A la ménopause, 70 % des femmes occidentales se plaignent de bouffées de chaleur. Une sur cinq le supporte très mal. Comment faire face ? Dans “La fabrique de la ménopause”, une sociologue livre les résultats de son enquête.
Lors de son travail de thèse, consacré à la
ménopause (et publié sous le titre La fabrique de la ménopause, aux éditions
du CNRS), Cécile Charlap rencontre
une trentaine de femmes françaises, tous milieux confondus. Il s’agit de
comprendre comment ces Françaises vivent la cessation des
règles. Quelle expérience font-elles des fameuses «bouffées de chaleur», par
exemple ? Première
surprise : «certaines des femmes interrogées n’ont ressenti aucune de ces
manifestations, au point de me confier qu’elles n’avaient pas vraiment vécu la
ménopause. On mesure ici le poids des normes.» Pour Cécile
Charlap, il est regrettable que le point de vue médical soit «le seul à être
mobilisé au sujet de la ménopause». Quand il est abordé hors du contexte
pathologique, le sujet est d’ailleurs perçu comme de «mauvais goût». Elle cite
le cas d’une séquence mémorable sur la chaîne de télévision France 5.

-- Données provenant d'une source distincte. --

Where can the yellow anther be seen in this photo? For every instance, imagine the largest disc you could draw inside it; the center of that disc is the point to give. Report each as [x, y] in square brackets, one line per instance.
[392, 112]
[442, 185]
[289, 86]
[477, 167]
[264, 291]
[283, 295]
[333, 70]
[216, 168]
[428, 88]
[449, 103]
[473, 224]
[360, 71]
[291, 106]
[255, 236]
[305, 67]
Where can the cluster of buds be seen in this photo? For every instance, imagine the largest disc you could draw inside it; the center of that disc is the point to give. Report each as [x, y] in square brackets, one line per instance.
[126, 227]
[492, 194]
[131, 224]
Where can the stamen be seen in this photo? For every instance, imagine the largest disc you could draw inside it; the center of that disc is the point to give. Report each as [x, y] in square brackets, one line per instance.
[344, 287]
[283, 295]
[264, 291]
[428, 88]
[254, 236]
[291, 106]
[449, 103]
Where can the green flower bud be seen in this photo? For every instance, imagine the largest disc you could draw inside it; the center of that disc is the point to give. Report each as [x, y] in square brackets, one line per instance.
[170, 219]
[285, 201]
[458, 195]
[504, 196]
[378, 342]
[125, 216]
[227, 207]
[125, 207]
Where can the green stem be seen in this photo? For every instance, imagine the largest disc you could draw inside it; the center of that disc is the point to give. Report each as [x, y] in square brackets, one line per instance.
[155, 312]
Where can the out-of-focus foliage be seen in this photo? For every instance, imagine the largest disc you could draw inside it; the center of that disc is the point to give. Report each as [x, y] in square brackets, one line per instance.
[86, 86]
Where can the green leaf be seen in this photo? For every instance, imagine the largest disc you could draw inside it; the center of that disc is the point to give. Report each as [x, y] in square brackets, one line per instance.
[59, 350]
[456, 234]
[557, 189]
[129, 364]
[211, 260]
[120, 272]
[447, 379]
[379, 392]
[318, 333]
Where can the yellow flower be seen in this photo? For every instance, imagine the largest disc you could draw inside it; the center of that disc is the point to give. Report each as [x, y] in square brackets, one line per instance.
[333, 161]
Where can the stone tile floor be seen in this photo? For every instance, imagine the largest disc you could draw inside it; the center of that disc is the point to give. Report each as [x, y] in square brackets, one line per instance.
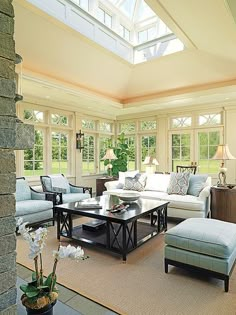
[69, 303]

Le discours médical : un cadre obligatoire
Lors de l’émission C à vous, le 5 janvier 2010, un invité (l’avocat
Jacques Vergès) s’interroge : «quand j’entends parler de mon âge par Madame
Alliot-Marie ou autre, je me dis “est-ce que je lui ai posé des questions sur
sa ménopause ?”». L’un des présentateurs balbutie : «hou, bon…». La
présentatrice intervient, le regard réprobateur : «bon, là, non, mais
attendez, là, c’est une faute de goût, revenons à nos histoires…». Le sujet
est escamoté. «Dans cet échange, les réactions gênées des
présentateurs sont révélatrices. […] Face au dépassement de la limite du
convenable, la présentatrice se fait instance de régulation […] : on n’évoque
pas la ménopause d’une femme hors d’un cadre précis (magazines ou émissions
dédiés à la santé ou aux femmes), d’un angle spécifique (les manifestations
physiques) et sans acteur légitimé pour le faire (un médecin ou un membre de la
communauté médicale). Hors de ce cadre normatif d’énonciation, l’évocation de
la ménopause provoque le malaise.» Pour Cécile Charlap, l’incident est
révélateur : le discours médical est le seul légitime (hélas) dans les médias.
«Evoquer la ménopause constitue une faute de goût»
La sociologue note que les femmes elles-mêmes n’en parlent que comme d’une
maladie (honteuse). «L’objet des interactions est d’ordre symptomatologique.
Hors du symptôme, les femmes n’évoquent pas l’expérience de la ménopause.»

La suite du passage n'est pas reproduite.